Optimizing the in vivo stability of positron emission tomography (PET) tracers is of critical importance to cancer diagnosis. In the case of 64Cu-labeled monoclonal antibodies (mAb), in vivo behavior and biodistribution is critically dependent on the performance of the bifunctional chelator used to conjugate the mAb to the radiolabel. This study compared the in vivo characteristics of 64Cu-labeled TRC105 (a chimeric mAb that binds to both human and murine CD105), through two commonly used chelators: 1,4,7-triazacyclononane-1,4,7-triacetic acid (NOTA) and 1,4,7,10-tetraazacyclododecane-1,4,7,10-tetraacetic acid (DOTA). Flow cytometry analysis confirmed that chelator conjugation of TRC105 did not affect its CD105 binding affinity or specificity.
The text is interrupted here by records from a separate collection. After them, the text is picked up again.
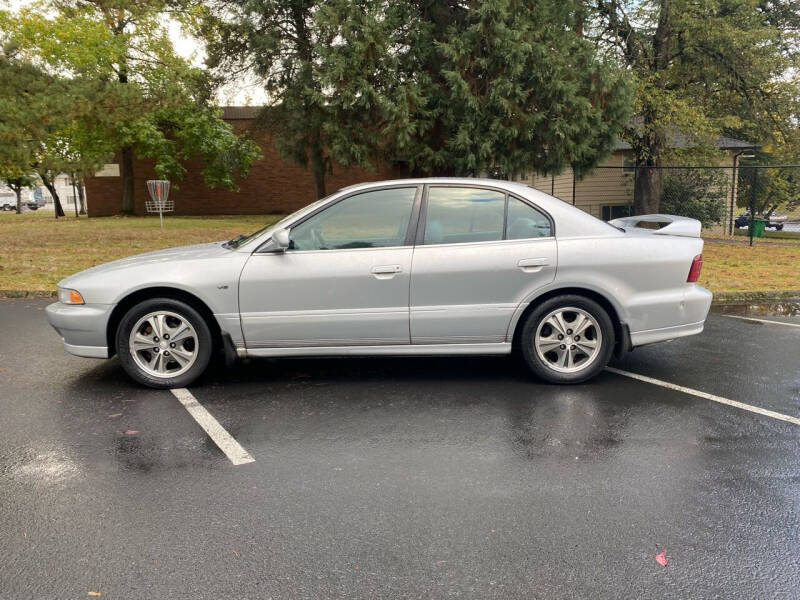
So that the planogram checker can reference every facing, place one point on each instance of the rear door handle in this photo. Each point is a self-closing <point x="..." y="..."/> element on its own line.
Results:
<point x="386" y="271"/>
<point x="533" y="265"/>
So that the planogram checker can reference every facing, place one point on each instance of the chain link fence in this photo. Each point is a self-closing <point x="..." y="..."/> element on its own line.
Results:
<point x="721" y="197"/>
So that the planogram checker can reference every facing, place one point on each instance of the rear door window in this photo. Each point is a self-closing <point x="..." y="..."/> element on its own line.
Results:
<point x="462" y="215"/>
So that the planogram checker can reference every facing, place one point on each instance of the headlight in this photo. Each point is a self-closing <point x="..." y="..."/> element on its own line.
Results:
<point x="67" y="296"/>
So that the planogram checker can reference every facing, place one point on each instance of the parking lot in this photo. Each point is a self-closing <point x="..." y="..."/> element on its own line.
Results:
<point x="405" y="478"/>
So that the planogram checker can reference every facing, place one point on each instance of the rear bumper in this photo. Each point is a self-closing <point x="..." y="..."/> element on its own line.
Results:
<point x="651" y="336"/>
<point x="691" y="318"/>
<point x="81" y="327"/>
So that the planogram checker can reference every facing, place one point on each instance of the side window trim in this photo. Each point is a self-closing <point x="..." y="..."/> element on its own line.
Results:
<point x="410" y="231"/>
<point x="419" y="237"/>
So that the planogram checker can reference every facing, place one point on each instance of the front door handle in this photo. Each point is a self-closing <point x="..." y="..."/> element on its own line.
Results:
<point x="533" y="265"/>
<point x="386" y="271"/>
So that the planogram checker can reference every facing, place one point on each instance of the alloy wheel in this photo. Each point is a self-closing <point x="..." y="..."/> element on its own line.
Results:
<point x="568" y="339"/>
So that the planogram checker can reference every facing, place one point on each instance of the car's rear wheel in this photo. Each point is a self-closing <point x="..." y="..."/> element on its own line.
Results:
<point x="163" y="343"/>
<point x="567" y="339"/>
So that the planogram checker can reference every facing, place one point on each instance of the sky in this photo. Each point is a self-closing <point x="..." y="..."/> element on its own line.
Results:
<point x="242" y="93"/>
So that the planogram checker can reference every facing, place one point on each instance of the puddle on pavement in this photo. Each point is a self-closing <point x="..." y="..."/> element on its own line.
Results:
<point x="784" y="308"/>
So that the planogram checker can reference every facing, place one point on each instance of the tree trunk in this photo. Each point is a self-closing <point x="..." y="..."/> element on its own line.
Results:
<point x="647" y="190"/>
<point x="57" y="208"/>
<point x="74" y="195"/>
<point x="318" y="169"/>
<point x="648" y="185"/>
<point x="127" y="179"/>
<point x="82" y="196"/>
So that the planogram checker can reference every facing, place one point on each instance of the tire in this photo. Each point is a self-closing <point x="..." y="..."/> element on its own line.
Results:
<point x="179" y="355"/>
<point x="547" y="359"/>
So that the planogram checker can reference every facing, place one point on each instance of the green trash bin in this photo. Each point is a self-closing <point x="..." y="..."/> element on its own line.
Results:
<point x="757" y="227"/>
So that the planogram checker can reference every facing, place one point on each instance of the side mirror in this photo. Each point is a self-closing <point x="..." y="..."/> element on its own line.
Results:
<point x="279" y="241"/>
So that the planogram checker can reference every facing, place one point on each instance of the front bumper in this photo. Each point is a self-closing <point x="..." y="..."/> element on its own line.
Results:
<point x="82" y="327"/>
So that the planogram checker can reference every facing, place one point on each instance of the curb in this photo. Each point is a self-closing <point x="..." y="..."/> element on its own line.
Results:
<point x="720" y="298"/>
<point x="742" y="297"/>
<point x="28" y="294"/>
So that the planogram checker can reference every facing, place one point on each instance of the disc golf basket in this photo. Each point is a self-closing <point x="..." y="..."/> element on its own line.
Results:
<point x="159" y="192"/>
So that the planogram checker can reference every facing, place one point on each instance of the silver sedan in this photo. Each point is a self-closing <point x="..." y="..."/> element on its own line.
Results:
<point x="407" y="267"/>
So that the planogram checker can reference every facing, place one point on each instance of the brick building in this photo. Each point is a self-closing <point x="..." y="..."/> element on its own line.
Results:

PET imaging and biodistribution studies in 4T1 murine breast tumor-bearing mice revealed that 64Cu-NOTA-TRC105 exhibited better stability than 64Cu-DOTA-TRC105 in vivo, which resulted in significantly lower liver uptake without compromising the tumor targeting efficiency. In conclusion, this study confirmed that NOTA is a superior chelator to DOTA for PET imaging with 64Cu-labeled TRC105.

Introduction

Radiolabeled antibodies have been used in the clinic for diagnostic and therapeutic applications for over 40 years [1], [2]. Monoclonal antibody (mAb)-based positron emission tomography (PET), termed “immunoPET”, is an attractive method for non-invasive tumor detection since this strategy combines the high sensitivity of PET with the high antigen specificity of mAbs. If the mAb is used for systemic therapy of cancer, either as a single agent or in combination with other anti-cancer drugs, immunoPET with the radiolabeled mAb can be used for tumor detection, patient selection, as well as treatment planning [3].

Commonly used PET isotopes for antibody labeling include 64Cu (t1/2 = 12.7 h), 86Y (t1/2 = 14.7 h), 89Zr (t1/2 = 3.3 d), 124I (t1/2 = 4.2 d), among others [4]. Currently, 64Cu is the most widely used isotope for immunoPET, partly due to its wide availability, low cost, and versatile chemistry. The Emax of 656 keV for its positron emission, which is comparable to that of 18F and lower than that of 124I, can produce PET images with good spatial resolution. In addition, there are several radioisotopes of Cu available, which allow for both diagnostic imaging (with 60/61/62/64Cu) and therapeutic applications (with 64/67Cu) [5].

One of the key requirements for accurate PET imaging with 64Cu-labeled mAbs is that the tracer should be sufficiently stable during the imaging period, since PET scanners detect the distribution of 64Cu instead of the mAb itself. Over the years, many bifunctional chelators have been investigated for 64Cu-labeling, such as 1,4,7,10-tetraazacyclododecane-1,4,7,10-tetraacetic acid (DOTA) [6], [7], 1,4,7-triazacyclononane-1,4,7-triacetic acid (NOTA) [8][11], 1,4,8,11-tetraazacyclotetradecane-1,4,8,11-tetraacetic acid (TETA) [12], 1,4,8,11-tetraazacyclotetradecane-N,N′,N″,N‴-tetraacetic acid (BAT) [13], 4,11-bis(carboxymethyl)-1,4,8,11-tetraazabicyclo[6.6.2]hexadecane (CB-TE2A) [14], [15], 1,8-diamino-3,6,10,13,16,19-hexaazabicyclo(6,6,6)eicosane (Diamsar) [16], [17], among many others [4], [18].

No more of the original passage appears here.